Friday, 29 January 2010

Women, Organic Growth and Petrifacation

 

Dear Friends,

 

This week I will be addressing, in the Shabbat morning service, the role of women in our services. As many will know it’s a discussion that has been through a number of iterations at New London. At our last major engagement, two years ago just as I arrived at New London, a General Meeting split 71-70 in favour of making no change to our current arrangements. More recently I was asked by Council to provide some rabbinic leadership as we plot a way forward. In the most recent Newsletter I asked for anyone with feelings on the issue to contact me. I am available for meetings, phone conversations as well as e-mail. As I am firming up the recommendations I will make to the Services Committee and Council I feel it is vital that I understand as well as I can the fullest range of feelings in the community.

 

It is, of course, no surprise to find this issue bubbling away at our Shul.

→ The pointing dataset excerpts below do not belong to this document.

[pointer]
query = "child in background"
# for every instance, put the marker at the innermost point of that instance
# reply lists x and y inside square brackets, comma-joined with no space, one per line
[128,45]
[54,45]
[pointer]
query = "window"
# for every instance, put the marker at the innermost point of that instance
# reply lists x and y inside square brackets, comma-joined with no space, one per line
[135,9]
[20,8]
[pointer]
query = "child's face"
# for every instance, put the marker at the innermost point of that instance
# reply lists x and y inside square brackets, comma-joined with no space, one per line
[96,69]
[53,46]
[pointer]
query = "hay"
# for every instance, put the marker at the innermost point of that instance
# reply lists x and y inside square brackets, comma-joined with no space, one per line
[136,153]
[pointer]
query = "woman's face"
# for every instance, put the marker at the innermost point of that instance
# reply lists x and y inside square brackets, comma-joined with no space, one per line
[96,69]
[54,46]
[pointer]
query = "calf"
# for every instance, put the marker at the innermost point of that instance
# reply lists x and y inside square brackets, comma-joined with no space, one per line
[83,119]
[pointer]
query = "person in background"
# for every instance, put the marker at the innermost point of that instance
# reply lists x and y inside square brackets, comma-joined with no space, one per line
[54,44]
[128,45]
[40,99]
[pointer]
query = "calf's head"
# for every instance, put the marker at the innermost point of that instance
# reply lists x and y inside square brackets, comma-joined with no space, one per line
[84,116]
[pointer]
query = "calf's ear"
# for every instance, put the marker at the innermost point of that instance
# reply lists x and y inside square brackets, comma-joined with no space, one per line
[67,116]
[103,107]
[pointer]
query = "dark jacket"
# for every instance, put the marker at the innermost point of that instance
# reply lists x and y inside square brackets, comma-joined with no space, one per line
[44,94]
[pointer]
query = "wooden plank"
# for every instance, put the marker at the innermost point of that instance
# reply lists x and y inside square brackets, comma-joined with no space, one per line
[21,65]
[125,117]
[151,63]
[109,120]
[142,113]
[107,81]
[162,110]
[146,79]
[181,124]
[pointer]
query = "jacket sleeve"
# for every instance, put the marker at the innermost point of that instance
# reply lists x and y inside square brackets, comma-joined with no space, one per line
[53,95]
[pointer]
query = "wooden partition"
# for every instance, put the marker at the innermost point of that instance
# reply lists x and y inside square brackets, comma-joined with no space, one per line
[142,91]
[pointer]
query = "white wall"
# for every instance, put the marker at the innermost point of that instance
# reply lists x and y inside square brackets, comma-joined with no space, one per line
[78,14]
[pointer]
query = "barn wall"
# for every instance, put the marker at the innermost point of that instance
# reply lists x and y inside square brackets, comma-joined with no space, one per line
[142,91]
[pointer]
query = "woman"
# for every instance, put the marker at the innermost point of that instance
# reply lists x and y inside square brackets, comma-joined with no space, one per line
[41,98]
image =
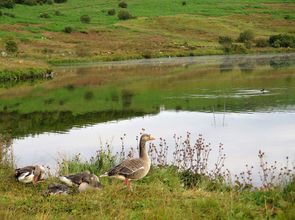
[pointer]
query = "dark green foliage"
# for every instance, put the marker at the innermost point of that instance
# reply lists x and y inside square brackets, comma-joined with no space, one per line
[88,95]
[247,35]
[60,1]
[238,48]
[261,42]
[23,74]
[124,15]
[111,12]
[248,44]
[7,3]
[9,14]
[57,13]
[44,15]
[31,2]
[122,5]
[226,43]
[68,29]
[282,40]
[225,40]
[85,19]
[11,46]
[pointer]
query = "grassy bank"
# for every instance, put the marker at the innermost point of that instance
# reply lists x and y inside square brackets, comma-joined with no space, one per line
[185,28]
[167,192]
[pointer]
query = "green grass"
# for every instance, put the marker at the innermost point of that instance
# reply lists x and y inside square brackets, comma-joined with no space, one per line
[158,29]
[162,194]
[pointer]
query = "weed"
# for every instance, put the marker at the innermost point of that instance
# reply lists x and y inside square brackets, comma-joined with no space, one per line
[124,15]
[122,5]
[111,12]
[85,19]
[245,36]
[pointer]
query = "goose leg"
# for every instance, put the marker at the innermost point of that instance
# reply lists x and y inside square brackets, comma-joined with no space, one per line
[130,186]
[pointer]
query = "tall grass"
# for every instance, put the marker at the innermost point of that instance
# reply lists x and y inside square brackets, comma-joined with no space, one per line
[167,192]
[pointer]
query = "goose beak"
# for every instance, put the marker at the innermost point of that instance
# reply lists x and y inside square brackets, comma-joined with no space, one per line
[152,138]
[35,179]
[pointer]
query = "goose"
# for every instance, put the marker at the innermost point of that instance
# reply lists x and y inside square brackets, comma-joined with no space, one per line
[30,174]
[91,182]
[135,168]
[57,188]
[74,180]
[88,180]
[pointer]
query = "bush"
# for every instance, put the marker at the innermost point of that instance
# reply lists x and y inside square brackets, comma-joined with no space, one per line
[226,43]
[30,2]
[238,48]
[225,40]
[247,35]
[82,50]
[11,46]
[60,1]
[7,3]
[261,42]
[122,5]
[111,11]
[124,15]
[57,13]
[44,15]
[85,19]
[68,29]
[282,40]
[9,14]
[248,44]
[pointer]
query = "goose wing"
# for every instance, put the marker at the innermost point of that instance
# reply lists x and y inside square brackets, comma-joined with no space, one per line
[126,168]
[24,172]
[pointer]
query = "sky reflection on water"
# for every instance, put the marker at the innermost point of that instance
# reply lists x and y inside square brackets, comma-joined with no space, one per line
[242,135]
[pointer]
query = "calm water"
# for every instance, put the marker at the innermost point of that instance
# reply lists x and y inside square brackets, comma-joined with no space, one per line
[245,102]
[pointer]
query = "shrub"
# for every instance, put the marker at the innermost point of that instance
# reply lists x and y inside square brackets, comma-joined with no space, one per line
[282,40]
[122,5]
[238,48]
[7,3]
[44,15]
[111,11]
[68,29]
[9,14]
[248,44]
[247,35]
[226,43]
[85,19]
[82,50]
[88,95]
[60,1]
[30,2]
[124,15]
[261,42]
[11,46]
[57,13]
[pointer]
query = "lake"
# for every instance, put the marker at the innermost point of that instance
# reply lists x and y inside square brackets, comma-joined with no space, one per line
[245,102]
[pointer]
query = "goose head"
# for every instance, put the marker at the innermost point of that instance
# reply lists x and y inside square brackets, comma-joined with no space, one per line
[39,173]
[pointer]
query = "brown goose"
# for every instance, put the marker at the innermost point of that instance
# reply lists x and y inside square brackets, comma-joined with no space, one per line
[133,169]
[30,174]
[76,179]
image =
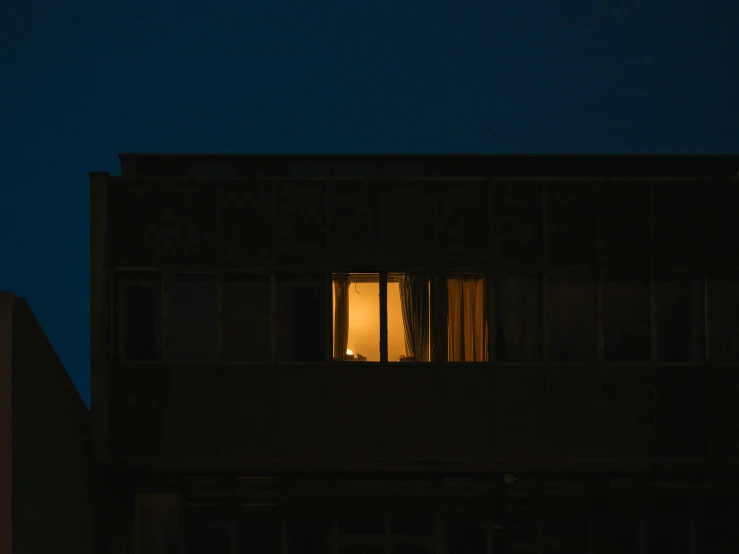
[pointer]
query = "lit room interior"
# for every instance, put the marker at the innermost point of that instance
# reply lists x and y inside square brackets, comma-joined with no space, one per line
[356,317]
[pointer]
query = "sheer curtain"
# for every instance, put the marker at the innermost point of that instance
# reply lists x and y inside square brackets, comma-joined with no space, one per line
[414,300]
[341,315]
[467,320]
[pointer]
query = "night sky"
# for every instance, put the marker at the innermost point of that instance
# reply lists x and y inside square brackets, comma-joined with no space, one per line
[82,81]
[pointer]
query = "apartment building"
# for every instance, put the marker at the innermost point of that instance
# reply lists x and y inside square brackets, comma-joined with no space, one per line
[416,354]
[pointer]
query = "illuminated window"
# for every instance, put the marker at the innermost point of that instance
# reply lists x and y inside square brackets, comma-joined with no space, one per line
[408,313]
[356,316]
[467,324]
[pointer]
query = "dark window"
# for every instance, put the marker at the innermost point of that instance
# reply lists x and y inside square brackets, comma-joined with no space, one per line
[678,224]
[617,529]
[311,525]
[518,309]
[573,329]
[361,515]
[667,530]
[724,296]
[259,530]
[192,317]
[717,529]
[516,224]
[565,526]
[464,526]
[413,525]
[624,226]
[571,224]
[301,321]
[157,524]
[680,319]
[138,314]
[246,319]
[626,320]
[207,529]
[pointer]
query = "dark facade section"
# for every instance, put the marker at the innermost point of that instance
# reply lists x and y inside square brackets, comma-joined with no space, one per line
[416,354]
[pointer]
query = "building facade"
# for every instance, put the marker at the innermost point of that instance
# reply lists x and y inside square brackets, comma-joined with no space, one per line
[416,354]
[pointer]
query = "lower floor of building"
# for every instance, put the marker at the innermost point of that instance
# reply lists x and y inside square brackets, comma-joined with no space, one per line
[507,513]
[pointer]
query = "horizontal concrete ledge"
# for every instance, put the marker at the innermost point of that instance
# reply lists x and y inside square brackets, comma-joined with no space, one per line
[700,468]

New London, of course, was founded on the back of a change in our understanding of the history of our Torah. Rabbi Jacobs acknowledges that an intelligent person simply couldn’t accept a ‘pre-modern’ theory of how our most important text arrives in these most modern times. He is of course right, but biblical archaeology and Ancient Near Eastern philology are not the only schools of thought that have transformed our understanding of our religion. At a time when many of the great ideological revolutions of the last century lie largely broken (Communism, Nationalism…), feminism retains, if not all the burning power of its foundational rhetoric, nonetheless a transformational hold over the mind of the intelligent modern. In an era where both Israel and the United Kingdom have known women Prime Ministers, it’s simply not possible to look at any woman in a position of leadership as an affront to men unable to lead the community themselves – as Deborah suggests to Barak in this week’s haftorah. This much is clear. But the implications of these transformed conceptions on our religious practice is less easy to plot. On the one hand our founder Rabbi claimed that there was no need to change religious practice just because our theology had changed. On the other hand Rabbi Jacobs dedicated much of his scholarship to showing how Judaism does change as societal influence impacts upon our tradition which has never been closed to the world around us. Rabbi Dr Elliot Cosgrove brings a fascinating example of Rabbi Jacobs advocating change in the face of societal change dating back to 1948 when, in the aftermath of the foundation of the modern State of Israel the question arose of how, religiously, to treat this new arrival. In an article entitled ‘Organic Growth vs Petrifaction’ Rabbi Jacobs insists that, “every thinking person must protest against the attitude which bids us to relinquish the project [of change in Judaism] merely on the grounds that we of this generation have not the merit to take an important step unknown to our ancestors.” And goes on to offer this extra-ordinary analogy.

 

“A year or two ago a process was discovered by means of which the paintings of the old masters in the National Gallery could be cleaned. At first there were shocked

outcries of “sacrilege.” Many of those who protested seem to have considered the very grime that had accumulated through the ages to be an essential part of the pictures. The protest went unheeded, the pictures were cleaned, the grime removed, and new beauties formerly obscured, were revealed to the eye. We should keep this in mind in our approach to the renewal of Jewish life. We must never identify the dust of the ages with the living Jewish faith; but as traditional Jews, while attempting to remove this dust, we must ever be on our guard not to wreak irreparable damage to the picture of Judaism by removing its paint with our too vigorous cleansing.”

 

We must neither wreak irreparable damage, nor must we venerate accreted grime. The balancing act that has always been at the heart of our journey as a community continues. I urge us all to play our part in it.